The Seahawks still have taken enough steps forward in 2010 that one backward — no matter how giant — still leaves them in prime position to turn that corner for good.
Just when you thought the Seahawks had turned the corner, they slinked back around the bend.
Fortunately, though, they’ve taken enough steps forward in 2010 that one backward — no matter how giant — still leaves them in prime position to turn that corner for good.
Seven games into the 2010 season, and the journey has already featured enough peaks and valleys to fill a mountain range. Now the challenge is to make sure that what happened on Sunday in Oakland — a 33-3 all-around drubbing at the hands of the Raiders — is merely an anomaly instead of normalcy.
“We’ve got to fight so hard so this never happens again,” Coach Pete Carroll told his players in a very subdued postgame locker room. “We’ve got to come in on Monday and get to work and start a new streak.
“We don’t have to accept this one bit.”
That’s the same phrase he uttered after a similar beatdown in Denver earlier this season. That game was followed by wins in three of the Seahawks’ next four games, so something must’ve clicked. Carroll’s hoping it clicks again after the latest setback.
“We got nothing done today,” Carroll said after the game. “It’s a day to forget, but it’s a day to learn from and grow from.”
The Seahawks knew exactly what they wanted to accomplish going into Sunday. A win would’ve given them three straight overall and two in a row away from home, and it also would’ve signaled a turning point in the season. At 5-2, the Seahawks would be a team on the rise and a team with a stranglehold of their division.
“Our challenge is to take our game on the road,” Carroll told his players in Saturday night’s team meeting. “The last two weeks, we’ve gotten better. We’re not the same as we were two weeks ago.”
But everything that had worked so well in the past two games flat-out failed to show up on Sunday.
The running game, which had been awakened in the Chicago win, puttered in Oakland, compiling just 47 yards on the ground for an average of 2.5 yards per carry.
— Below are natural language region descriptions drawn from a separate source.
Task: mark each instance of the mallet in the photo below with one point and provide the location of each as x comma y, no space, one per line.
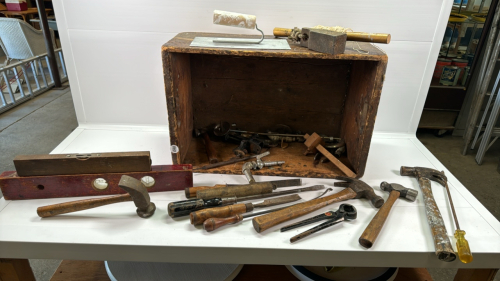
373,229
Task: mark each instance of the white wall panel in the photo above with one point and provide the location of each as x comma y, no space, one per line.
405,20
407,63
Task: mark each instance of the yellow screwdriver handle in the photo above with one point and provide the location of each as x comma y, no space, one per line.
463,249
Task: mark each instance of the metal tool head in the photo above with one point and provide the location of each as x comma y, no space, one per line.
139,194
422,172
361,189
404,192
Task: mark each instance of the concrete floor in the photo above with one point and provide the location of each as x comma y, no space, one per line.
39,125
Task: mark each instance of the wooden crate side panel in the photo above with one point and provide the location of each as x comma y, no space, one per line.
257,93
360,110
177,74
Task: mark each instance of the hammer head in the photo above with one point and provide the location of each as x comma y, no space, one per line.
421,172
140,195
404,192
361,189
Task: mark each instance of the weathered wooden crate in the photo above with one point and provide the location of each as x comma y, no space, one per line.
256,89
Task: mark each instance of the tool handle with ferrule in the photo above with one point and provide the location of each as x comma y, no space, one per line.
373,229
80,205
198,217
269,220
211,152
191,191
212,224
369,37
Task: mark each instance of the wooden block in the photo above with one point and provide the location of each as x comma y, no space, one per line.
324,41
166,178
90,163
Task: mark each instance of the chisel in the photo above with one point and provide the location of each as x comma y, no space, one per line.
191,191
185,207
198,217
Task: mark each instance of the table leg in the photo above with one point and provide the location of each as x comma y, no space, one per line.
476,274
16,270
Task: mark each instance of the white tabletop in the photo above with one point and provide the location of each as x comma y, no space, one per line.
115,232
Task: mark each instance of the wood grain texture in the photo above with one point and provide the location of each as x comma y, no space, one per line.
267,221
237,190
167,178
371,232
16,270
191,191
87,163
198,217
80,205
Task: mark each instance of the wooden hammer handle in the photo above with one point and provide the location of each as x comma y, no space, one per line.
383,38
191,191
373,229
267,221
74,206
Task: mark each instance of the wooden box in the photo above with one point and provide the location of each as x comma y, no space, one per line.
257,89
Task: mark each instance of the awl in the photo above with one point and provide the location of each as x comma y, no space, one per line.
191,191
185,207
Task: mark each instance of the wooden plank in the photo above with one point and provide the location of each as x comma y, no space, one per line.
180,44
88,163
16,270
167,178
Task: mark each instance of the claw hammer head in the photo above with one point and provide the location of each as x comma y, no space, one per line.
361,189
421,172
139,194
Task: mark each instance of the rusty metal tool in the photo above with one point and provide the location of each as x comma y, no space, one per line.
198,217
185,207
298,35
212,224
211,152
345,212
444,250
192,191
315,143
136,191
354,189
373,229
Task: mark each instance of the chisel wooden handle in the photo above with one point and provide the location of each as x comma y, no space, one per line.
373,229
211,152
213,223
198,217
383,38
191,191
74,206
269,220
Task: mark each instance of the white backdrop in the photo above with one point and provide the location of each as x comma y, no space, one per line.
112,49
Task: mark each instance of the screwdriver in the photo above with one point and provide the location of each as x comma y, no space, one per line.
198,217
463,249
185,207
212,224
The defense that had shut down Arizona and pulled away three turnovers last week spent more than 36 minutes out on the field in Oakland, giving up 545 total yards and 33 points, all while not posting a takeaway.
Even the usually dependable special teams struggled, with Olindo Mare missing two field goals.
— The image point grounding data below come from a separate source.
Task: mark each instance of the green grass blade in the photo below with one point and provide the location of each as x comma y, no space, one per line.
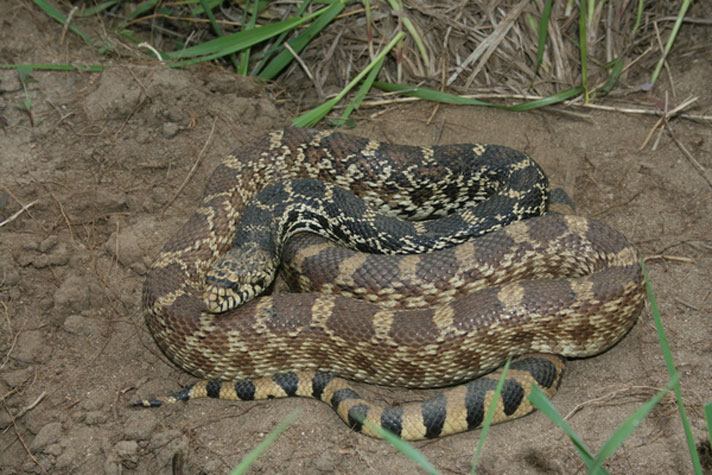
361,94
140,10
280,39
629,425
86,12
199,10
403,447
542,403
397,6
250,458
583,50
313,116
59,16
678,22
490,415
57,67
616,67
232,43
447,98
543,34
672,371
297,44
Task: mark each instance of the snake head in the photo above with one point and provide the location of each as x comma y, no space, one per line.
238,277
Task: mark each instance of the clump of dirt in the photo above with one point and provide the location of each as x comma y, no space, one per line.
116,161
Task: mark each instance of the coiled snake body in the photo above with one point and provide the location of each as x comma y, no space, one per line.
298,344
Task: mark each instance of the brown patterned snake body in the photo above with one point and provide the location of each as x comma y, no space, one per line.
581,292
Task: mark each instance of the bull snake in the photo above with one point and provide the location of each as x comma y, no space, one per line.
301,344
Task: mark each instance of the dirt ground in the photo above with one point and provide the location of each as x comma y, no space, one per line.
100,167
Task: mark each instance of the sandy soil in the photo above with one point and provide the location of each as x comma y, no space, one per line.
102,163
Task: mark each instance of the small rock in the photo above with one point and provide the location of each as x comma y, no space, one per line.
53,449
48,435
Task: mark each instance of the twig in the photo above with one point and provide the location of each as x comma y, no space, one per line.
702,171
18,213
22,441
665,118
70,15
527,97
304,66
667,257
26,409
193,169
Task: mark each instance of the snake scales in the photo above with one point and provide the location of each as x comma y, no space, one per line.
298,344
Everything that could go wrong did, and every break that could’ve gone the Seahawks’ way didn’t.
So instead of continuing to ride a hot streak, the humbled Seahawks now get back to work still waiting to turn that metaphorical corner. They know it’s there, if only because they’ve gotten so close to making that 90-degree rotation, and they can take solace in the fact that one game — Sunday’s in particular — isn’t going to define them this season or even next week.
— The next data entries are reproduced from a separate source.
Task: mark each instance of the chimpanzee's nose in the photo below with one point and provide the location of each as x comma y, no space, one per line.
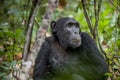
75,32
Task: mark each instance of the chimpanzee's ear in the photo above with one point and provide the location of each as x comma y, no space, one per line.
53,26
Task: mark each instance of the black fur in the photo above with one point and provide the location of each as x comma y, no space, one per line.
57,61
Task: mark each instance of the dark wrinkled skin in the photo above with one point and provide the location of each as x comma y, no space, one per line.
60,58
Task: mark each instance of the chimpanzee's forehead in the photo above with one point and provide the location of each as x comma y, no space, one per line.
66,19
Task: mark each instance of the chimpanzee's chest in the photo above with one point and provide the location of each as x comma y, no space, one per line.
70,66
65,66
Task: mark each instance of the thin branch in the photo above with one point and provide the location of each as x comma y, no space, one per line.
87,17
97,12
29,29
111,2
103,50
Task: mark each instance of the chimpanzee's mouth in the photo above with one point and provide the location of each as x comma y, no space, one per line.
76,40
“It’s way bigger than one battle,” Carroll said during Saturday night’s team meeting, words that applied so aptly following Sunday’s defeat. “If we join together in this thought, it’ll take us to places that are unique and special.”
The theme before, during and after the loss in Oakland focused on unity. It might not have reaped its rewards on the scoreboard on Sunday, but it will carry the Seahawks onward from this defeat.
“When we’re together, it’s so powerful,” Carroll said in the locker room just before kickoff.
After the loss, it was the same message.
Said Carroll: “This is a very tight locker room, and we’re going to stay that way.”
Together, they’ll move forward. Together, they’ll aim to turn that corner once and for all.